Generally, the utility throttles back consumption during peak hours between 4 p.m. and 8 p.m. "The temperature might go up by a degree and a half, but the fan (on the air conditioner) is still running," said Chiste of Comverge, who, among other jobs, was one of the key figures in the independent power group at Enron from 1980 to 1986.
Gulf Power, a utility in Florida and a client of Comverge, charges its customers about $60 a year to participate in the program, which controls air conditioners and pools. These customers see about a 15 percent to 25 percent reduction in their bills, according to Chiste.
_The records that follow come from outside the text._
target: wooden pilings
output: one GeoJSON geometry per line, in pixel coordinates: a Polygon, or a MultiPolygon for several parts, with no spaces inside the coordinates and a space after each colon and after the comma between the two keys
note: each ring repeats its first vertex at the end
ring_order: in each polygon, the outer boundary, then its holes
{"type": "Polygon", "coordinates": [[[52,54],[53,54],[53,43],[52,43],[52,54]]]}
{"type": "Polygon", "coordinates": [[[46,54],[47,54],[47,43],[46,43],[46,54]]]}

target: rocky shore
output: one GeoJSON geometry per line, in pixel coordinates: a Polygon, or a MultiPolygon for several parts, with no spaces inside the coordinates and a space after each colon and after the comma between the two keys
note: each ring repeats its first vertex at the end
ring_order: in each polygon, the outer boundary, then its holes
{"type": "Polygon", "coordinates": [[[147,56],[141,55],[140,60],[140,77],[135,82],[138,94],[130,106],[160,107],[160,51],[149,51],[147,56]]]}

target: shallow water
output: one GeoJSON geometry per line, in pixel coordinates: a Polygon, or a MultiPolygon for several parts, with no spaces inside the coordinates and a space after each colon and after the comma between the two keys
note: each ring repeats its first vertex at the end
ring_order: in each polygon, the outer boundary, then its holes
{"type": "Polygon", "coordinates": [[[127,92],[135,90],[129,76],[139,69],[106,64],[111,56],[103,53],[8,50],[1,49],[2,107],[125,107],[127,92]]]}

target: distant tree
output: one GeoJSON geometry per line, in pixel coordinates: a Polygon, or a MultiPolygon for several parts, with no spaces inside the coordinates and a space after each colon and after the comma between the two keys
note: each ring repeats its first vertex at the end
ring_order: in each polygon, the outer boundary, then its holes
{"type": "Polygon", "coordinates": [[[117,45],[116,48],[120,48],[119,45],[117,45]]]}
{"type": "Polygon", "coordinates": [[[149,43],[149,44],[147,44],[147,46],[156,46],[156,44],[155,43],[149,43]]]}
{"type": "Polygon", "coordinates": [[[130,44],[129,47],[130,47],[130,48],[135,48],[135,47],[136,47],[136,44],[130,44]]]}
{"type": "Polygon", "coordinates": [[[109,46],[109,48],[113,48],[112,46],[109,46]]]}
While direct cost comparisons are difficult to make, Chiste roughly estimated that installing one of the company's units might cost $150 to $175, depending on installation and customer acquisition costs. Building power plants to provide the same amount of energy saved through cycling back might cost $250 per household.
In a number of situations, Comverge owns and maintains the equipment, and charges the utility a fee, sort of like an outsourcing specialist.
EnerNoc, by contrast, started in 2001 and has raised $10 million so far from, among others, venture capital firm Draper, Fisher, Jurvetson. Revenues are in the several-million-dollar range and will likely climb because it's working on a recurring revenue model. The vast majority of its contacts requiring monthly fee payments are three to five years long, said Healy.
So far, EnerNoc has focused on landing clients in the United States but has just formed an international business development group.
Proponents admit that the technology isn't likely to inspire a generation of kids to enter engineering programs. But climbing and unpredictable energy costs--just try to decipher the numbers on the back of any utility bill--are prompting demand.
"You don't know what the wholesale rates for power will be at peak rates" because of deregulation, said Tim Woodward, a partner at Nth Power, a venture firm specializing in clean technology start-ups, including Comverge. "Energy efficiency has been a yawn in the eyes of the public, but there could be a more vibrant market in this area in the next 12 to 18 months."